Metadata-Version: 2.3
Name: gallifrey
Version: 0.1.1
Summary: A JAX-based gaussian process structure learning package for time series modelling.
License: Apache 2.0
Author: Chris Boettner
Author-email: boettnec@gmail.com
Requires-Python: >=3.10
Classifier: License :: Other/Proprietary License
Classifier: Programming Language :: Python :: 3
Classifier: Programming Language :: Python :: 3.10
Classifier: Programming Language :: Python :: 3.11
Classifier: Programming Language :: Python :: 3.12
Classifier: Programming Language :: Python :: 3.13
Requires-Dist: beartype (>=0.19.0,<0.20.0)
Requires-Dist: blackjax (>=1.2.5,<2.0.0)
Requires-Dist: equinox (>=0.11.11,<0.12.0)
Requires-Dist: flax (>=0.10.3,<0.11.0)
Requires-Dist: jax (>=0.5.0,<0.6.0)
Requires-Dist: tensorflow-probability (>=0.25.0,<0.26.0)
Description-Content-Type: text/markdown

# $\texttt{gallifrey}$: Bayesian Time Series Structure Learning with Gaussian Processes

[![Documentation](https://img.shields.io/badge/docs-main-red.svg)](https://chrisboettner.github.io/gallifrey/)
[![DOI](https://zenodo.org/badge/DOI/10.1051/0004-6361/202554518.svg)](https://doi.org/10.1051/0004-6361/202554518)
[![License](https://img.shields.io/badge/License-Apache%202.0-white.svg)](https://opensource.org/licenses/Apache-2.0)

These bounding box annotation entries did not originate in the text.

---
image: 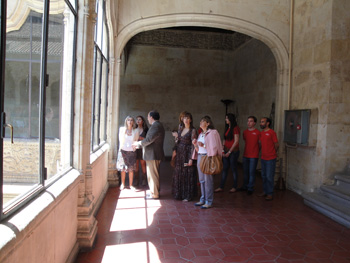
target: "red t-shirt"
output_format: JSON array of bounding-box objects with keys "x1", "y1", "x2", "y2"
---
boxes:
[
  {"x1": 224, "y1": 126, "x2": 241, "y2": 151},
  {"x1": 260, "y1": 129, "x2": 278, "y2": 161},
  {"x1": 243, "y1": 129, "x2": 261, "y2": 158}
]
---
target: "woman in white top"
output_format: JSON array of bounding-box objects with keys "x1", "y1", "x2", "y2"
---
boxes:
[{"x1": 117, "y1": 116, "x2": 139, "y2": 190}]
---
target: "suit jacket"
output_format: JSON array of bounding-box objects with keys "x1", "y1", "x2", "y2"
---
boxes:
[{"x1": 141, "y1": 121, "x2": 165, "y2": 161}]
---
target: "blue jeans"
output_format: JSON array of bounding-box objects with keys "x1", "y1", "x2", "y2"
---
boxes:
[
  {"x1": 261, "y1": 159, "x2": 276, "y2": 195},
  {"x1": 220, "y1": 151, "x2": 239, "y2": 189},
  {"x1": 242, "y1": 157, "x2": 259, "y2": 191},
  {"x1": 197, "y1": 154, "x2": 214, "y2": 205}
]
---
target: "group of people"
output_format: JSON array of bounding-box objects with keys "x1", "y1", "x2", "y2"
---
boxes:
[
  {"x1": 214, "y1": 113, "x2": 279, "y2": 201},
  {"x1": 172, "y1": 112, "x2": 279, "y2": 209},
  {"x1": 172, "y1": 111, "x2": 222, "y2": 209},
  {"x1": 117, "y1": 110, "x2": 165, "y2": 199},
  {"x1": 117, "y1": 110, "x2": 278, "y2": 209}
]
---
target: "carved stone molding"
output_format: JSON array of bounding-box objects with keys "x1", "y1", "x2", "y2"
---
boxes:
[
  {"x1": 129, "y1": 29, "x2": 251, "y2": 51},
  {"x1": 77, "y1": 165, "x2": 97, "y2": 248}
]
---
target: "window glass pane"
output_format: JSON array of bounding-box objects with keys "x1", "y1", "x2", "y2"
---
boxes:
[
  {"x1": 68, "y1": 0, "x2": 77, "y2": 9},
  {"x1": 45, "y1": 0, "x2": 75, "y2": 182},
  {"x1": 93, "y1": 50, "x2": 101, "y2": 148},
  {"x1": 3, "y1": 8, "x2": 43, "y2": 207},
  {"x1": 100, "y1": 59, "x2": 108, "y2": 141}
]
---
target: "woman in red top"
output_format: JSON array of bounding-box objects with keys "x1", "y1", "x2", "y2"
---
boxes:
[{"x1": 214, "y1": 113, "x2": 241, "y2": 193}]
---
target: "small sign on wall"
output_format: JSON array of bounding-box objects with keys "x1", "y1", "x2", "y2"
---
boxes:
[{"x1": 283, "y1": 110, "x2": 311, "y2": 145}]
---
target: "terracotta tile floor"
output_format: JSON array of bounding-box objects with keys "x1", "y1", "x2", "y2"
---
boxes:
[{"x1": 76, "y1": 162, "x2": 350, "y2": 263}]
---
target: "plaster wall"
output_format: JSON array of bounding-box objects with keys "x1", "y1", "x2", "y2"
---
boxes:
[
  {"x1": 230, "y1": 39, "x2": 282, "y2": 160},
  {"x1": 119, "y1": 46, "x2": 234, "y2": 156},
  {"x1": 119, "y1": 40, "x2": 276, "y2": 156}
]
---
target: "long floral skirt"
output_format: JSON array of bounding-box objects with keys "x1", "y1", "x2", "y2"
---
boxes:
[{"x1": 117, "y1": 150, "x2": 136, "y2": 172}]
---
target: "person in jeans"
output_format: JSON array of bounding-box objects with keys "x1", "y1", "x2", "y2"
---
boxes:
[
  {"x1": 133, "y1": 110, "x2": 165, "y2": 199},
  {"x1": 242, "y1": 116, "x2": 260, "y2": 195},
  {"x1": 192, "y1": 116, "x2": 222, "y2": 209},
  {"x1": 259, "y1": 117, "x2": 279, "y2": 201},
  {"x1": 214, "y1": 113, "x2": 240, "y2": 193}
]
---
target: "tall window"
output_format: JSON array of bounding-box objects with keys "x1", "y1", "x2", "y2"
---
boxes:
[
  {"x1": 91, "y1": 0, "x2": 109, "y2": 151},
  {"x1": 0, "y1": 0, "x2": 77, "y2": 220}
]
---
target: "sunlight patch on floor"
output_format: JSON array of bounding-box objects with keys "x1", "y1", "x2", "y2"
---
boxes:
[
  {"x1": 101, "y1": 242, "x2": 161, "y2": 263},
  {"x1": 110, "y1": 189, "x2": 161, "y2": 232}
]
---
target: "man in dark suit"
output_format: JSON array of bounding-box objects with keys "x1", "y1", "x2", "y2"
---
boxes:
[{"x1": 133, "y1": 110, "x2": 165, "y2": 199}]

$\texttt{gallifrey}$ is a Python package designed for  Bayesian structure learning, inference, and analysis with Gaussian Process (GP) models, focused on time series data. It is a JAX-based python implementation of the julia package [AutoGP.jl](https://probsys.github.io/AutoGP.jl/stable/index.html) by Feras Saad. 

$\texttt{gallifrey}$ utilizes JAX for efficient numerical computation and Sequential Monte Carlo (SMC) methods for robust posterior approximation. Unlike most Gaussian Process packages, where a covariance function needs to be specified explicitly, $\texttt{gallifrey}$ infers the covariance structure from the time series.

 $\texttt{gallifrey}$ was created with exoplanet transit light curves in mind, but is applicable to a wide variety of time series modelling, analysis, and forecasting tasks.

![](./figures/animations/transit_animation.gif)

## Core Functionality
*   **Gaussian Process (GP) Modeling:**  Implements Gaussian Processes, leveraging JAX for efficient computation, with a particular focus on accurate uncertainty estimation.

*   **Bayesian Structure Learning:**  Provides a probabilistic framework for identifying latent structure within time series data by dynamically learning the covariance structure of the Gaussian Process.

*   **Sequential Monte Carlo (SMC):** Employs SMC for robust and fast posterior approximations.

## Installation

$\texttt{gallifrey}$ requires Python 3.10 or later.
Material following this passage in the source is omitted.